We've been harvesting fiddleheads, dandelion greens, chives, scallions, sorrel, and chervil. This weekend the nettles should be ready, and conceivably I can start thinning radish, lettuce, arugula, and spinach sprouts. Yesterday I planted parsley, cilantro, beets, and carrots and wrote two short speeches about Frost Place guest faculty. Tom reconstructed our mailbox post (it was smashed by a snowplow) and saw a yellow-rumped warbler. James telephoned us twice to dither over his exciting summer internship plans, and Paul ran his first-ever 400-meter race in stellar fashion.

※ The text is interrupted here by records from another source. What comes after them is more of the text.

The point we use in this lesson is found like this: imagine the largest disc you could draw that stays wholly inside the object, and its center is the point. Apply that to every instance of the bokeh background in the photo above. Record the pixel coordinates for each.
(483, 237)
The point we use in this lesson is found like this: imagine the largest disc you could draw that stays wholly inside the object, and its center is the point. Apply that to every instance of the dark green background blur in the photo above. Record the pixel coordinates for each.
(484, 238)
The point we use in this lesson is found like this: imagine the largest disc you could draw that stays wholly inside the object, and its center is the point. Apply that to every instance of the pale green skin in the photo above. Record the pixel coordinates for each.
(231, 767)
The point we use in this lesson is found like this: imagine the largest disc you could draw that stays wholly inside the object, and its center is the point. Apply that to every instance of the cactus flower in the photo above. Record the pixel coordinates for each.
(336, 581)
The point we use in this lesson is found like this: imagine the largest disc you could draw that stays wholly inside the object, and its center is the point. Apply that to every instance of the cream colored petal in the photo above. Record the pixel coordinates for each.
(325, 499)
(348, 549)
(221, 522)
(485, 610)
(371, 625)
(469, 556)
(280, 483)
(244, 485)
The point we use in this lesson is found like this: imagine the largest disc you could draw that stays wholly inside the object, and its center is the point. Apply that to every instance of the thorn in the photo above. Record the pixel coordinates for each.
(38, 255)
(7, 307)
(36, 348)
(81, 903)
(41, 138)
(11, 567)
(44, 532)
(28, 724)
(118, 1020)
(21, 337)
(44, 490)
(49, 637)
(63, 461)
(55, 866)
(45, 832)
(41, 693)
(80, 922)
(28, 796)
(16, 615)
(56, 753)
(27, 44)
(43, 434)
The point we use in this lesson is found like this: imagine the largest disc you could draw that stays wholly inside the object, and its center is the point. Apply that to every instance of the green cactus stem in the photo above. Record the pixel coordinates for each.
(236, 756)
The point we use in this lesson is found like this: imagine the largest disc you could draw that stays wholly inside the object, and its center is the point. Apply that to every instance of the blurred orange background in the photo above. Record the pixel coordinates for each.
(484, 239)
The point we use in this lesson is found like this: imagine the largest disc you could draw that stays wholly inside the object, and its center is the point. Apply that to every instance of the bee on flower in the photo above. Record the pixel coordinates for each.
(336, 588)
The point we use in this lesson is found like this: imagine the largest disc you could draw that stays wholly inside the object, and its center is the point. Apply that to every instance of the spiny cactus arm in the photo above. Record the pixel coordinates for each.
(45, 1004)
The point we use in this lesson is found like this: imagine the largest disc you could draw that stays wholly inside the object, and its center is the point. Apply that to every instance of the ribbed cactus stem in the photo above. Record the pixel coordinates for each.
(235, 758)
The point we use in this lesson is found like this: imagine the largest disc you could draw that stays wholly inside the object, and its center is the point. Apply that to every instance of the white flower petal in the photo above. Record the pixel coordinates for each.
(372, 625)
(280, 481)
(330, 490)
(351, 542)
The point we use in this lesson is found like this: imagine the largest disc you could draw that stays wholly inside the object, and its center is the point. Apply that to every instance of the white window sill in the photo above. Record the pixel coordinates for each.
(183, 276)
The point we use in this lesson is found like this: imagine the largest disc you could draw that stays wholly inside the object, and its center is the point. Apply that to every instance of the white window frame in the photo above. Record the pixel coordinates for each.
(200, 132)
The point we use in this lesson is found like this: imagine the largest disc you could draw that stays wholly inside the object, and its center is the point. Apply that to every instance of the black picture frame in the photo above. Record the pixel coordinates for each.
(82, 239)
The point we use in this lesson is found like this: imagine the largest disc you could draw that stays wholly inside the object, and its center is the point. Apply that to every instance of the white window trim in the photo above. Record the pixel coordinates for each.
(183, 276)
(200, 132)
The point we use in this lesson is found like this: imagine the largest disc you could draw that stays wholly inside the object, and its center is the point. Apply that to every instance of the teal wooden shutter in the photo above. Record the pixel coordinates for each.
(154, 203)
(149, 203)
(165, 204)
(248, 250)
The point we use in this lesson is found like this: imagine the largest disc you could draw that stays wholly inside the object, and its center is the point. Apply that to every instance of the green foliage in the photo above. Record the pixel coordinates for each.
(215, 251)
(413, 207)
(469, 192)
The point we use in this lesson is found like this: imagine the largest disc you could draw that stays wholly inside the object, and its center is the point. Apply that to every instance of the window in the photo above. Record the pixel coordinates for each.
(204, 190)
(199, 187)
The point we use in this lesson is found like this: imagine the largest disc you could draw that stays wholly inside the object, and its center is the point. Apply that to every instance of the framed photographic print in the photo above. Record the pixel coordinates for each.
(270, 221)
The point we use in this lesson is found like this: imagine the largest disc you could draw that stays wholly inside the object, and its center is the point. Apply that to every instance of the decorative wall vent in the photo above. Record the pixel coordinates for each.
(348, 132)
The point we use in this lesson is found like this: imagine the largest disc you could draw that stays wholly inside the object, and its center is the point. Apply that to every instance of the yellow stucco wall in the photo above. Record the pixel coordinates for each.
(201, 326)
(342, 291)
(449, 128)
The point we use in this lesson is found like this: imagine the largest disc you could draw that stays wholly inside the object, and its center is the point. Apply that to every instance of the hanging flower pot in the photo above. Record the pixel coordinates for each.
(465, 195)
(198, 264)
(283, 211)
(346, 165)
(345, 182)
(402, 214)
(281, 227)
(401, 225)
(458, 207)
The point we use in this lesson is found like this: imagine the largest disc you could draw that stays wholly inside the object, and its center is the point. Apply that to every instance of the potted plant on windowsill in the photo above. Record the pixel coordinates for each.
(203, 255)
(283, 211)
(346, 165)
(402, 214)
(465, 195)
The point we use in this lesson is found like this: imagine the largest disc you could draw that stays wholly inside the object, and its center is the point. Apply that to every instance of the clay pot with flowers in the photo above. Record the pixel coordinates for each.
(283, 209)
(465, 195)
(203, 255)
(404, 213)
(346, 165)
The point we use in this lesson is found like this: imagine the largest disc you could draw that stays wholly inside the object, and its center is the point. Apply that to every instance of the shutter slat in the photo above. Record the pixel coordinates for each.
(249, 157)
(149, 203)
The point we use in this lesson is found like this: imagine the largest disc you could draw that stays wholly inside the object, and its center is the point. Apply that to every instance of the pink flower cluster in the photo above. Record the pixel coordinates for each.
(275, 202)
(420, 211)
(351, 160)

The Frost Place conference is approaching rapidly, and suddenly I've received a spate of good news about our faculty. Associate director Teresa Carson's most recent book, My Crooked House, was a finalist for the Paterson Poetry Prize. If I tell you that the winners were B. H. Fairchild and Ted Kooser, you'll understand why her head is spinning. Moreover, guest faculty member Gibson Fay-LeBlanc was just named poet laureate of Portland, Maine--a great honor in a city renowned for its commitment to the arts.
We do have a few openings left at the conference, and I do hope you'll consider attending. When I say you, I mean you, dear regular reader and commenter; dear emailer of reading recommendations and sharer of posts on Facebook; dear friend of poetry who does not write poems but needs them in his heart; dear friend of poetry who does not teach but wants to make poetry a more intense part of her workaday life; dear teacher who loves poems, or is afraid of poems, or can't figure out how to open his students' eyes to them, or is obsessed with opening her students' eyes to them.
You are the people who will stand on that hillside, gazing out into the complicated skies over Mount Lafayette--blue, mist, cloud, rainbow--watching the eagles shift on their thermals, watching the wet granite shine like a dragon's hoard, and know that this is the place where you need to be.